Leading up to the game's launch, Rocketcat Games posted gameplay screenshots and trailers for the game. In early June 2010, Rocketcat Games submitted Super QuickHook to Apple for release on the App Store. The submission was accepted, and the game released on iPhone and iPad on June 17, 2010. Following the game's launch, multiple updates were released, which added new content to the game. An Android port was released on July 23, 2015. Super QuickHook was removed from the App Store following the iOS 11 update, which removed all 32-bit applications from iOS devices; however, the game was re-released by GameClub on the same platform as a part of their service on October 25, 2019.

== Reception ==

Super QuickHook received "universal acclaim", according to review aggregator Metacritic. Critics directed praise at the game's grappling hook feature, with Tracy Erickson of Pocket Gamer calling it "equally [as] fun" as the first film in the American media series Indiana Jones, Raiders of the Lost Ark, which has been described by critics as one of the most "deliriously funny, ingenious[,] and stylish" American adventure films made. Super QuickHook was the highest-rated mobile game on Metacritic in 2010.

Super QuickHook was seen as an improvement from its predecessor, Hook Champ. Critics were happy that Toothy, who chased players down in Hook Champ, had been removed from the game, as it allowed players to explore levels "at [their] own pace".
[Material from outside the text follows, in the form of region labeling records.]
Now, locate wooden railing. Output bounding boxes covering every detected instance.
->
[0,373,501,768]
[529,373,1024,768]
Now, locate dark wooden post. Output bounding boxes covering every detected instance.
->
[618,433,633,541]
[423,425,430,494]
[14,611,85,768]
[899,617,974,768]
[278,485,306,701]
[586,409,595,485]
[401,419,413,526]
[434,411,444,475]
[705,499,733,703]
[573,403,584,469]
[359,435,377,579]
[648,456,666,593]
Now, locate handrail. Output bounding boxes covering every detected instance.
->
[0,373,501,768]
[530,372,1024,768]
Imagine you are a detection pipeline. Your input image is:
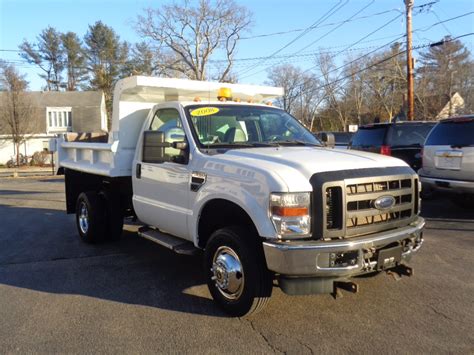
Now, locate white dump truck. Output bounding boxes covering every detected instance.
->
[55,76,424,316]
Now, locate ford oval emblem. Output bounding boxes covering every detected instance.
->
[374,195,395,210]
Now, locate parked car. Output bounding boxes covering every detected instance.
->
[419,115,474,208]
[51,76,425,316]
[315,132,354,149]
[349,121,436,171]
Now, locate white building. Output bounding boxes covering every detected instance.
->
[0,91,107,164]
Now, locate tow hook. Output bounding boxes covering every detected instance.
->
[332,281,359,299]
[387,264,414,281]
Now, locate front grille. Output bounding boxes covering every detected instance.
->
[311,167,418,239]
[346,179,413,234]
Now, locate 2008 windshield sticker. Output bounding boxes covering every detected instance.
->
[191,107,219,117]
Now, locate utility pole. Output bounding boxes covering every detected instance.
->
[405,0,415,121]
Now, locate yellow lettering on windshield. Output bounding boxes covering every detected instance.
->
[191,107,219,117]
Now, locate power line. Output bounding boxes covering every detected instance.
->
[241,1,401,79]
[238,0,349,74]
[297,32,474,93]
[292,11,474,86]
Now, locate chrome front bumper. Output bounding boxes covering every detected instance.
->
[263,217,425,278]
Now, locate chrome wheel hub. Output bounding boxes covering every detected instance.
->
[211,246,245,300]
[79,202,89,234]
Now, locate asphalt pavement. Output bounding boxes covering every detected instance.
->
[0,177,474,354]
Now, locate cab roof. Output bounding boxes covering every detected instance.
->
[114,76,283,104]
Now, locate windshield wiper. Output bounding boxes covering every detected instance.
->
[206,142,278,149]
[272,139,322,147]
[392,143,421,148]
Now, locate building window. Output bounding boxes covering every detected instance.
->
[46,107,72,133]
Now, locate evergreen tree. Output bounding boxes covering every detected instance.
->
[418,36,472,112]
[84,21,129,129]
[61,32,87,91]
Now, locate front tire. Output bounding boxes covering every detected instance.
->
[76,192,105,243]
[204,227,273,317]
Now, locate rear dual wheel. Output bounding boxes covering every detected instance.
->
[76,191,123,243]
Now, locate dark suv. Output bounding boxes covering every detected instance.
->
[349,121,436,171]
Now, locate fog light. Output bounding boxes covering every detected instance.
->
[329,250,359,267]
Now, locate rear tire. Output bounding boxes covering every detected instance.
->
[204,227,273,317]
[76,191,106,243]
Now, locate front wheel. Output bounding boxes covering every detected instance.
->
[204,227,273,317]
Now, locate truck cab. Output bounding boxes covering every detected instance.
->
[52,77,424,316]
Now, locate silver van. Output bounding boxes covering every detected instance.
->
[418,115,474,208]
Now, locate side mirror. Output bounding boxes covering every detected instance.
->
[321,132,336,148]
[142,131,188,163]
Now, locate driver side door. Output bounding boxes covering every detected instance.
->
[133,108,192,239]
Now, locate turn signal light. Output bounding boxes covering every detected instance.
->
[272,206,309,217]
[380,145,392,155]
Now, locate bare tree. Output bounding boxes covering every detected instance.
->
[317,53,351,131]
[20,26,64,91]
[0,61,36,165]
[267,64,302,114]
[136,0,251,81]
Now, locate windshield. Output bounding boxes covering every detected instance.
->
[352,125,387,147]
[186,105,322,148]
[426,120,474,146]
[387,123,434,147]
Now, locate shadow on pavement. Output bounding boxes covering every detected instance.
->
[0,205,225,317]
[421,197,474,223]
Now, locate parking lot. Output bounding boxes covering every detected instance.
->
[0,177,474,354]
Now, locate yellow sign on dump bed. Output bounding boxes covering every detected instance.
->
[191,107,219,117]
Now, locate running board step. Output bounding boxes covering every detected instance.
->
[138,227,200,255]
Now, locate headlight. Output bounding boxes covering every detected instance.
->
[270,192,311,239]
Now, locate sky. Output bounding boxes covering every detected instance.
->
[0,0,474,90]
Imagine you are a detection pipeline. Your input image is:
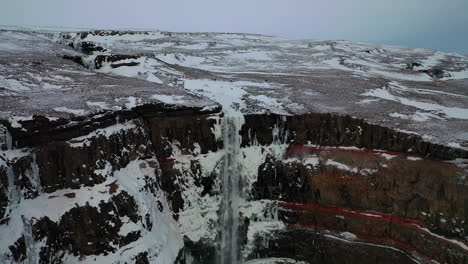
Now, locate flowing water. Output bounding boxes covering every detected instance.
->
[219,116,244,264]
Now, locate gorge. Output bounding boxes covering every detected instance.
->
[0,29,468,264]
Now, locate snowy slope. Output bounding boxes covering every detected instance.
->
[50,31,468,151]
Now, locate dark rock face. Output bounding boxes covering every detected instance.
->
[241,114,468,160]
[255,228,421,264]
[36,120,152,192]
[0,107,468,264]
[33,192,141,263]
[253,144,468,263]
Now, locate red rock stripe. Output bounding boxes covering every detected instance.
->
[277,201,468,252]
[288,145,421,157]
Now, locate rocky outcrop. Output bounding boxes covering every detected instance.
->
[241,113,468,160]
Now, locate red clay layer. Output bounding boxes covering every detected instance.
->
[288,145,421,157]
[278,201,468,253]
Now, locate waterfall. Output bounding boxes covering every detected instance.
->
[219,115,244,264]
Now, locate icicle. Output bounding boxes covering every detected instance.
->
[220,115,244,264]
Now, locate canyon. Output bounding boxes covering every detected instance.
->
[0,28,468,264]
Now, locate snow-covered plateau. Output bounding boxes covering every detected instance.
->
[0,27,468,264]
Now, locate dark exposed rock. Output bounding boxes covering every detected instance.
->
[9,236,27,262]
[420,68,452,79]
[175,237,217,264]
[250,228,429,264]
[62,55,85,66]
[33,192,141,263]
[241,114,468,159]
[94,55,139,69]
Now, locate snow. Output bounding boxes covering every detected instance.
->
[151,94,185,104]
[362,85,468,119]
[67,121,137,148]
[389,111,441,122]
[184,79,270,115]
[54,106,87,116]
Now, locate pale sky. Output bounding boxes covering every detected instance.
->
[0,0,468,54]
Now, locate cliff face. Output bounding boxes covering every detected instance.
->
[0,27,468,264]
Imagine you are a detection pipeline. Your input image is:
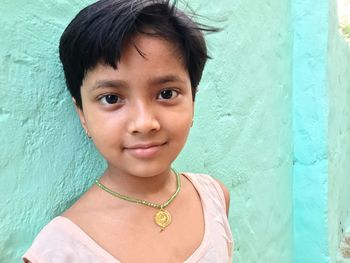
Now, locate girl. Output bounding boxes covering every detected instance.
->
[23,0,232,263]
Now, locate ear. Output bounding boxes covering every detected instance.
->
[72,97,90,137]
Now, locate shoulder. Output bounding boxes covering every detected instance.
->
[184,173,230,215]
[214,179,230,216]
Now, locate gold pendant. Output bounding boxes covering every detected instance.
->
[154,209,171,230]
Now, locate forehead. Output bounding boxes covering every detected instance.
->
[83,34,190,85]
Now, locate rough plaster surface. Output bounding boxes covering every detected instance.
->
[0,0,292,263]
[293,0,328,263]
[178,0,292,263]
[327,1,350,263]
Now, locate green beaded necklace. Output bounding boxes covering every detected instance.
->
[95,168,181,231]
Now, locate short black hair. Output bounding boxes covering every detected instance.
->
[59,0,217,108]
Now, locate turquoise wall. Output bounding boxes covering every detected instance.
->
[0,0,350,263]
[293,0,329,263]
[178,0,293,263]
[327,1,350,263]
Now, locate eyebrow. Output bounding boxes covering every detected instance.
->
[91,74,186,91]
[150,74,186,85]
[91,80,127,90]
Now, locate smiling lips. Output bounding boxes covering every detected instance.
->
[124,143,166,159]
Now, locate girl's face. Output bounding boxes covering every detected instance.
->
[77,35,194,177]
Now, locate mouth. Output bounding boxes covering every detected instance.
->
[124,142,167,159]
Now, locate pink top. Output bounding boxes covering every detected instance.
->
[23,173,233,263]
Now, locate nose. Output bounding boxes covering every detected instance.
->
[128,102,160,134]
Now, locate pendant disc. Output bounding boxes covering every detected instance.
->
[154,209,171,229]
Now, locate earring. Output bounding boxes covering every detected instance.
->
[85,130,91,139]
The game's levels were praised by critics; Jared Nelson of TouchArcade praised the details contained within them, citing how flocks of birds sometimes fly out of trees when players get nearby. Andrew Nesvadba of AppSpy praised the secrets and collectibles in the levels, as they awarded players who chose to explore. Erickson criticized the difficulty of unlocking later levels in the game, stating that "the bar [was] set unnecessarily high".

The game's avalanche mode was also praised by critics; Multiplayer.its Andrea Palmisano called it "pleasant" and also said that it was a good way to earn store credit. Eurogamer contributor Rich Stanton cited the mode for being where the grappling hook mechanic is at its "purest".

The game's integration with OpenFeint was praised by Erickson, calling it "phenomenal". Joe Martin of bit-tech stated that the avalanche mode is a "real challenge" for veterans of Hook Champ and was happy that experienced players could compare scores through the integration.

Aggregate score
| Aggregator | Score |
|---|---|
| Metacritic | 96/100 |

Review scores
| Publication | Score |
|---|---|
| GamePro | 5/5 |
| Gamezebo | 4.5/5 |
| GameZone | 9/10 |
| Pocket Gamer | 4/5 |
| TouchArcade | 4.5/5 |
| AppSpy | 5/5 |
| Multiplayer.it | 8.8/10 |

== Sequel ==
In December 2010, Rocketcat Games released a sequel to Super QuickHook, titled Hook Worlds. (Note: Also known as Hook Swing Worlds) The sequel is a collection of 4 endless runner games, but with Super QuickHooks grappling hook mechanic. According to Metacritic, the game received "generally favorably reviews."